On Thursday, VMware Carbon Black released the third edition of the Modern Bank Heists report, which says that financial organizations experienced a massive uptick in cyberattack attempts between February and April this year -- the same months in which COVID-19 began to spread rapidly across the globe.
The cybersecurity firm's research, which includes input from 25 CIOS at major financial institutions, adds that 80% of firms surveyed have experienced more cyberattacks over the past 12 months, an increase of 13% year-over-year.
VMware Carbon Black data already indicates that close to a third -- 27% -- of all cyberattacks target either banks or the healthcare sector.
An interesting point in the report is how there appears to have been an uptick in financially-motivated attacks around pinnacles in the news cycle, such as when the US confirmed its first case of COVID-19.
In total, 82% of chief information officers contributing to the report said that alongside a spike in attacks, techniques also appear to be improving -- including the use of social engineering and more advanced tactics to exploit not only the human factor but also weak links caused by processes and technologies in use by the supply chain.
The use of Kryptik and Emotet malware families is frequent, as well as Obfuse, CoinMiner, and Tiggre. Ransomware attacks against the financial sector increased roughly 9x from the beginning of February to the end of April 2020. Those surveyed said that attempts at destruction, not just information theft, are becoming more common.
Wipers, too, are becoming more commonplace. According to MITRE, the typical behaviors demonstrated by wiper malware are as below:
Island-hopping has also been experienced by 33% of those surveyed.
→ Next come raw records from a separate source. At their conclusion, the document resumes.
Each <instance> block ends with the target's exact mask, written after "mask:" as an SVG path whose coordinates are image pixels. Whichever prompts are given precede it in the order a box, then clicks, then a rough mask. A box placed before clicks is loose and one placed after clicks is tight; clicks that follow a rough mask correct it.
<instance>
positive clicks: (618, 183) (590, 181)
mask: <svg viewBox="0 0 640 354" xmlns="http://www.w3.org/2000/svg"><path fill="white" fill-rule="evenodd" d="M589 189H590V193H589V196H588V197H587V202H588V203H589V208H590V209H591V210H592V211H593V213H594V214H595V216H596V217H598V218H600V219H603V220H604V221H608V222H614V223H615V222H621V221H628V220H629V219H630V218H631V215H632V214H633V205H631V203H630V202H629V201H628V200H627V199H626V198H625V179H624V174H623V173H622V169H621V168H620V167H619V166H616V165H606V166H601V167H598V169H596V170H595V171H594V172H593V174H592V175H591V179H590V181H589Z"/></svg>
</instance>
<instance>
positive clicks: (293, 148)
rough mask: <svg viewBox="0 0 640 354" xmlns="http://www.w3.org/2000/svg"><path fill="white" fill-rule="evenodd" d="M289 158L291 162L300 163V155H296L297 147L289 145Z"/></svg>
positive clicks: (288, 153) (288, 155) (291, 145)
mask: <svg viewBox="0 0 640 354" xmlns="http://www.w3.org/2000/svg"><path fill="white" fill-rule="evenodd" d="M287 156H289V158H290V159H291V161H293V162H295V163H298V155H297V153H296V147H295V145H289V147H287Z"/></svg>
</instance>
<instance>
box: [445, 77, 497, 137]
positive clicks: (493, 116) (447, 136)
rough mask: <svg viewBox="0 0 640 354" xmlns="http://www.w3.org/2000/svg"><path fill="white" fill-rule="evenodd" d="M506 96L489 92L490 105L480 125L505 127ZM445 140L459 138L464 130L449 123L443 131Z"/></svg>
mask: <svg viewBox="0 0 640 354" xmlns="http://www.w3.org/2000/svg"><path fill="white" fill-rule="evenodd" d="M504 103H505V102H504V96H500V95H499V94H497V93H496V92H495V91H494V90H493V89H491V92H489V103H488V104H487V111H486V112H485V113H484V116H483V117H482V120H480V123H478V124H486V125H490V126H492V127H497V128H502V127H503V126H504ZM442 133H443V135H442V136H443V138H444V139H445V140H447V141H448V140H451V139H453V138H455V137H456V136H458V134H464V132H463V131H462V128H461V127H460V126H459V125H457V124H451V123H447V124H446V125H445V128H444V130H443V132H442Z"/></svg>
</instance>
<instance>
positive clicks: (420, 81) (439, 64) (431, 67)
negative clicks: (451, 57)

This form of attack involves threat actors moving through a supply chain -- starting at a weak link -- with the overall goal of reaching a connected financial institution. This may be achieved by methods such as compromising and then moving through networks, watering hole attacks, or business email compromise (BEC).
In addition, 64% of organizations have reported a 17% increase in wire fraud attempts.
"When combined with a steady commercial growth of mobile devices, cloud-based data storage and services, and digital payment systems, cybercriminals today have an ever-expanding host of attack vectors to exploit," commented Jonah Force Hill, senior cyber policy advisor and CIAB executive director. "Every organization -- providers of financial services, in particular -- must remain vigilant in the face of these evolving threats. It is critical that organizations maintain a continuous dialogue with law enforcement to ensure a rapid response in the event of an incident."